Last month bill (September 2021) on AWS was 15K$. That is too much we have to target 8K$ monthly max.
This issue tracks the cost division and the associated tasks.
Time span: past 3 months (July -> Sept. 2021)
- us-east-1 (with the "static" services such as trusted.ci, pkg, etc.) is around 5.1K$ per month, constant
- us-east-2 (with the ci.jenkins.io workloads: VMs and Kubernetes) went from ~5K$ to 10K$
The spendings are splitted in 3 Usage type categories below: Data (in/out)bound transfer, EC2 instances and others (see subsections below. Please note that the "Others" on the diagram is a set of "others" but also EC2 run instances items not visible on the top of the table)
- Most of the data transfer cost comes from EC2's on the region us-east-1 (Virginia):
- The outbound transfer is ~ 3k$ per month, for around 50 Tb of outbound transfer (inbound costs 0$ for around 2 Tb in, and inter-region is ~60$ for 5Tb per month)

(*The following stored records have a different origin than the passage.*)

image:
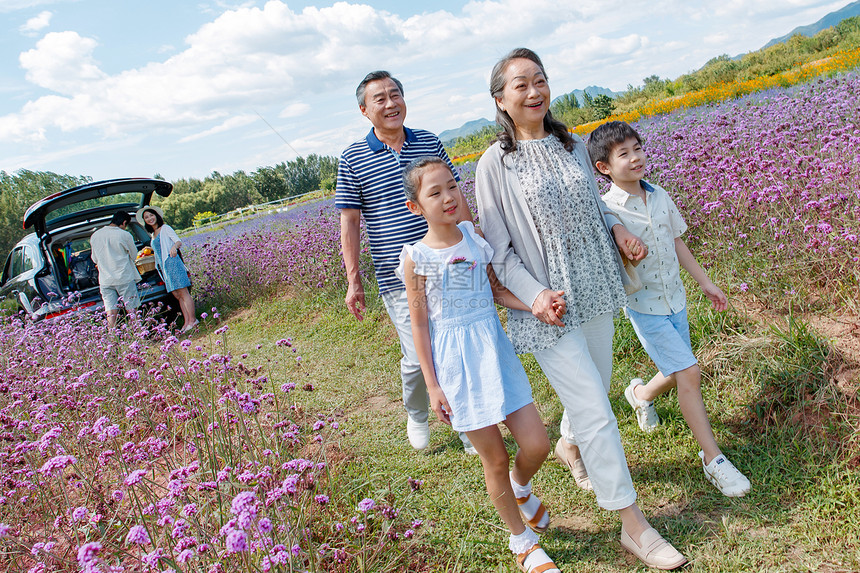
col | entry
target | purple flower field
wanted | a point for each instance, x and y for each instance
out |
(140, 452)
(769, 185)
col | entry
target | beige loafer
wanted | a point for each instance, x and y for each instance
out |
(654, 550)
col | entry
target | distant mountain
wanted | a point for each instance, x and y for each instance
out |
(470, 127)
(593, 91)
(464, 130)
(831, 19)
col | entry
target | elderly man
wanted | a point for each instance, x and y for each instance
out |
(114, 252)
(370, 182)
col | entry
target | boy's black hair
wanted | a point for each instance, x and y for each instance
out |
(606, 137)
(119, 218)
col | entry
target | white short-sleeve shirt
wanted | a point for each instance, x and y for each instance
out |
(658, 223)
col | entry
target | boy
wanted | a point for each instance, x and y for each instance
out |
(658, 311)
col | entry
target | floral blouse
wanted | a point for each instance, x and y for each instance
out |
(580, 253)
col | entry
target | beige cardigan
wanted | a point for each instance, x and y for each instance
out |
(518, 254)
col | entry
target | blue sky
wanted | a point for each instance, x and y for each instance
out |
(122, 88)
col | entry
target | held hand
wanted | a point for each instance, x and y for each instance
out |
(355, 299)
(439, 404)
(629, 244)
(546, 305)
(716, 296)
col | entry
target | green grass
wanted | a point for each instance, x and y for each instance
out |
(773, 405)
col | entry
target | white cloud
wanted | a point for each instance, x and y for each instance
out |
(295, 110)
(62, 62)
(302, 65)
(228, 125)
(37, 23)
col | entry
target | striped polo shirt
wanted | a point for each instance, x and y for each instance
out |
(370, 178)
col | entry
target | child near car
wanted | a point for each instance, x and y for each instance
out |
(658, 311)
(473, 376)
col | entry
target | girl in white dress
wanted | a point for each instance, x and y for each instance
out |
(473, 376)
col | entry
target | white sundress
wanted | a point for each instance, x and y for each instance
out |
(477, 369)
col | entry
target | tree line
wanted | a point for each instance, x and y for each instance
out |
(217, 193)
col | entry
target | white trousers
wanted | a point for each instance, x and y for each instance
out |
(579, 368)
(415, 397)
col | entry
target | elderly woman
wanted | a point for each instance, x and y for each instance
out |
(165, 244)
(541, 212)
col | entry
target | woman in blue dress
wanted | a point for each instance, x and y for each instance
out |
(165, 244)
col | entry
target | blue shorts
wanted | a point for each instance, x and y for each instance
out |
(666, 339)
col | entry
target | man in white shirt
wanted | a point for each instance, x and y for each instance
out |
(114, 252)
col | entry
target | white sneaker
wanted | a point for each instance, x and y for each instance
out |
(418, 433)
(646, 414)
(723, 474)
(468, 448)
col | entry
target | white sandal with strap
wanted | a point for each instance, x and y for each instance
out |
(538, 561)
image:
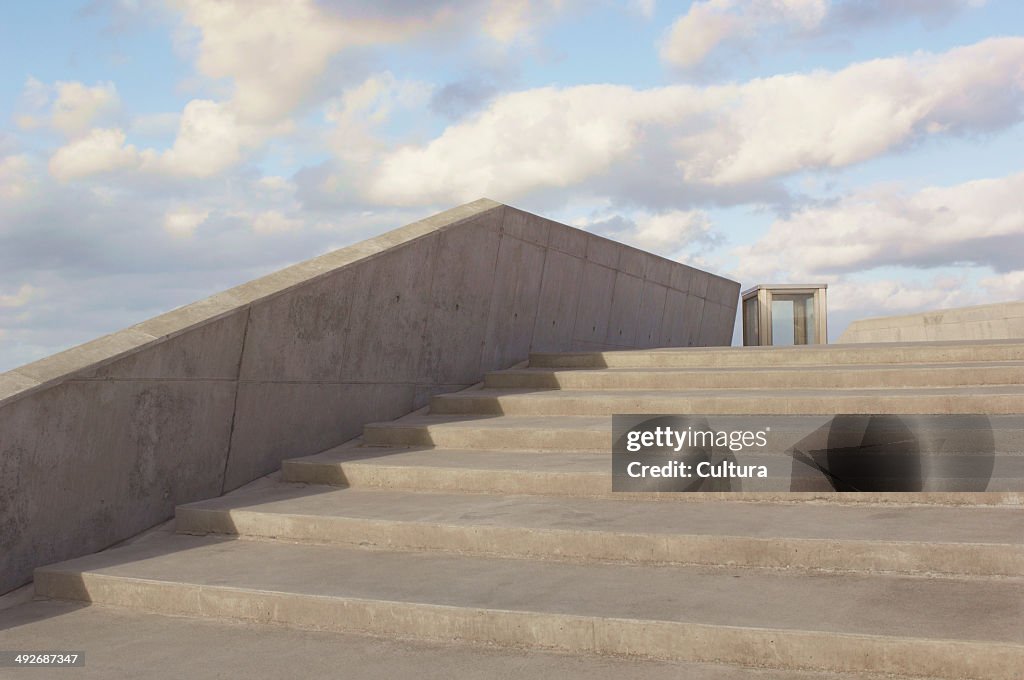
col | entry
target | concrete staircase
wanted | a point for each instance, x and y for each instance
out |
(491, 519)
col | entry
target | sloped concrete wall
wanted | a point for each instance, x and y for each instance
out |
(103, 440)
(987, 322)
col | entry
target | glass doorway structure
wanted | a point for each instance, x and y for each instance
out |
(784, 314)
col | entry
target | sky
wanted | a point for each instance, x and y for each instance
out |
(156, 152)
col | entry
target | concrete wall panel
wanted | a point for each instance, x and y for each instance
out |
(102, 440)
(273, 420)
(90, 462)
(513, 303)
(693, 320)
(559, 299)
(625, 310)
(460, 303)
(650, 314)
(988, 322)
(673, 330)
(595, 303)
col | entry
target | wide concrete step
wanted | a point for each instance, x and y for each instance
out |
(949, 541)
(944, 628)
(895, 352)
(593, 432)
(918, 375)
(121, 642)
(985, 399)
(564, 473)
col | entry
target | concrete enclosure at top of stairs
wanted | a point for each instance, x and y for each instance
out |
(103, 440)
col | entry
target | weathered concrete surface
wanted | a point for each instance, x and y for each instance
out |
(947, 628)
(127, 643)
(102, 440)
(925, 540)
(987, 322)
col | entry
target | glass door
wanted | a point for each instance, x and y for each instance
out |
(793, 320)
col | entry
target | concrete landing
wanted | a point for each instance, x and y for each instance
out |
(942, 627)
(120, 642)
(952, 541)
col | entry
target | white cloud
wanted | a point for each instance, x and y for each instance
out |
(98, 152)
(272, 51)
(706, 25)
(210, 139)
(74, 107)
(722, 135)
(890, 296)
(183, 221)
(360, 110)
(712, 25)
(15, 181)
(78, 107)
(1009, 286)
(273, 221)
(670, 232)
(979, 222)
(644, 7)
(509, 20)
(19, 298)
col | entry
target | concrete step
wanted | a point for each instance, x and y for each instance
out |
(593, 432)
(949, 541)
(854, 376)
(121, 642)
(895, 352)
(985, 399)
(565, 473)
(947, 628)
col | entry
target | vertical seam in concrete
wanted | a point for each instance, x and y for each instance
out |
(235, 405)
(494, 282)
(656, 337)
(576, 312)
(421, 362)
(540, 296)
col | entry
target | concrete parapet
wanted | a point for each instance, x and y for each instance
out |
(986, 322)
(103, 440)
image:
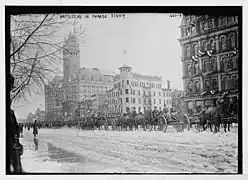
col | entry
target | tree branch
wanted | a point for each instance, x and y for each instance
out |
(29, 36)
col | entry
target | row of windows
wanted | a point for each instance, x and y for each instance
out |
(212, 84)
(137, 84)
(194, 29)
(133, 100)
(93, 90)
(133, 92)
(211, 65)
(225, 44)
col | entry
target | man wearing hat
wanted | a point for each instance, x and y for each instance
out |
(134, 113)
(225, 109)
(14, 148)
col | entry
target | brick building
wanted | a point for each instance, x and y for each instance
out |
(132, 90)
(65, 94)
(210, 56)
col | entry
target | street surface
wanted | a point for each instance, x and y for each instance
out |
(71, 150)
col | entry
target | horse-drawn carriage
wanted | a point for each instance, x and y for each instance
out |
(210, 121)
(178, 121)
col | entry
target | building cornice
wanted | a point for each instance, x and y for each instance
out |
(209, 33)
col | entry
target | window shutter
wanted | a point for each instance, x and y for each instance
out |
(193, 89)
(222, 64)
(208, 47)
(227, 43)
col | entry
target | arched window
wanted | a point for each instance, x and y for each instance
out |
(195, 47)
(189, 70)
(196, 68)
(230, 19)
(204, 46)
(212, 44)
(234, 61)
(232, 39)
(223, 43)
(225, 64)
(187, 51)
(190, 86)
(197, 86)
(207, 85)
(223, 20)
(205, 66)
(213, 64)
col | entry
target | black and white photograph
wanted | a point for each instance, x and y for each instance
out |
(133, 90)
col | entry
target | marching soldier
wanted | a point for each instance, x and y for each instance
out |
(149, 113)
(155, 112)
(35, 128)
(15, 149)
(134, 113)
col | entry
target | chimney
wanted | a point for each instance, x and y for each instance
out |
(168, 84)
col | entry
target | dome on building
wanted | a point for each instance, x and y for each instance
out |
(125, 66)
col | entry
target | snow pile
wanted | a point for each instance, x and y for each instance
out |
(140, 151)
(32, 163)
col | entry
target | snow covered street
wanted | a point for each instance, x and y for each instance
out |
(71, 150)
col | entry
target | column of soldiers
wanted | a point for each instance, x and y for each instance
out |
(14, 147)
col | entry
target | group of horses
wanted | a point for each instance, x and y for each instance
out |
(214, 121)
(127, 122)
(149, 123)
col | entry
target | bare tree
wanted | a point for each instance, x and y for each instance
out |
(36, 50)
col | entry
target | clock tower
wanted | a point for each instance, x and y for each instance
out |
(71, 58)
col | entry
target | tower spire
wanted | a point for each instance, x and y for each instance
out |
(125, 58)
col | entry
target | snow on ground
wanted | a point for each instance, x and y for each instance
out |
(113, 151)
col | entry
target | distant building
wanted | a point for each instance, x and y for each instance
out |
(132, 90)
(64, 93)
(210, 56)
(176, 97)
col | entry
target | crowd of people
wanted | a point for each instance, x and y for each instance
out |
(223, 109)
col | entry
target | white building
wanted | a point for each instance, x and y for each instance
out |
(132, 90)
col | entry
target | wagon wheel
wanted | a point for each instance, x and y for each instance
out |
(165, 124)
(186, 122)
(198, 127)
(179, 127)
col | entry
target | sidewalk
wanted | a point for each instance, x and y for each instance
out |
(36, 156)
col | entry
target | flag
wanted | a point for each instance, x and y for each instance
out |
(168, 84)
(195, 59)
(200, 53)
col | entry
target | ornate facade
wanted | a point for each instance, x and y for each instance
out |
(132, 90)
(64, 94)
(210, 56)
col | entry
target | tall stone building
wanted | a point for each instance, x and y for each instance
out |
(132, 90)
(64, 94)
(210, 56)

- Pure EC2 run spendings (without snapshots/gateway/additional storage) went from around 5k to 8k!
- The "static" services (trusted.ci, its static agents, pkg.io, census, bound) are quite constant at ~0.8k $ per month
- The EBS usages (volume + snapshots) went from 0.3k$ to almost 0.5 k$, because of the increased packer activity + increase of the volume size for pkg.jenkins.io.
- There are around ~0.3k$ of S3 usage, inter-region NAT etc.
This diagram show the "real others spendings" by excluding only the EC2 run hours and the EC2 data in/out:
ci.jenkins.io has different cloud sources to spawn agents and handles builds (exluding the 2 static agents for s390x and ppc64le that free for us): Azure VMs, EC2 VMs, (ACI-Windows) containers and (Kubernetes-Linux) containers, as for today.
Only EC2 VMs and (Kubernetes-Linux in an EKS cluster) containers are hosted in AWS as for today.
- The configuration source of truth is https://github.com/jenkins-infra/jenkins-infra/blob/production/hieradata/clients/azure.ci.jenkins.io.yaml#L36
- There is a documentation at https://github.com/jenkins-infra/documentation/blob/main/ci.adoc (but not always up to date)
- EC2 VMs are of 3 kinds:
- Ubuntu 20.04 "standard" VMs to handle builds with "docker" or not fit for running inside a container (whatever the reason is)
- Ubuntu 20.04 "highmem" VMs to handle builds that require a big amount of memory (for Jenkins Acceptance Test Harness aka. ATH, or some other performance tests). Most of this usages are also requiring Docker: we use the SAME template as Ubuntu 20.04 "standard" except bigger instance size + additional label "highmem"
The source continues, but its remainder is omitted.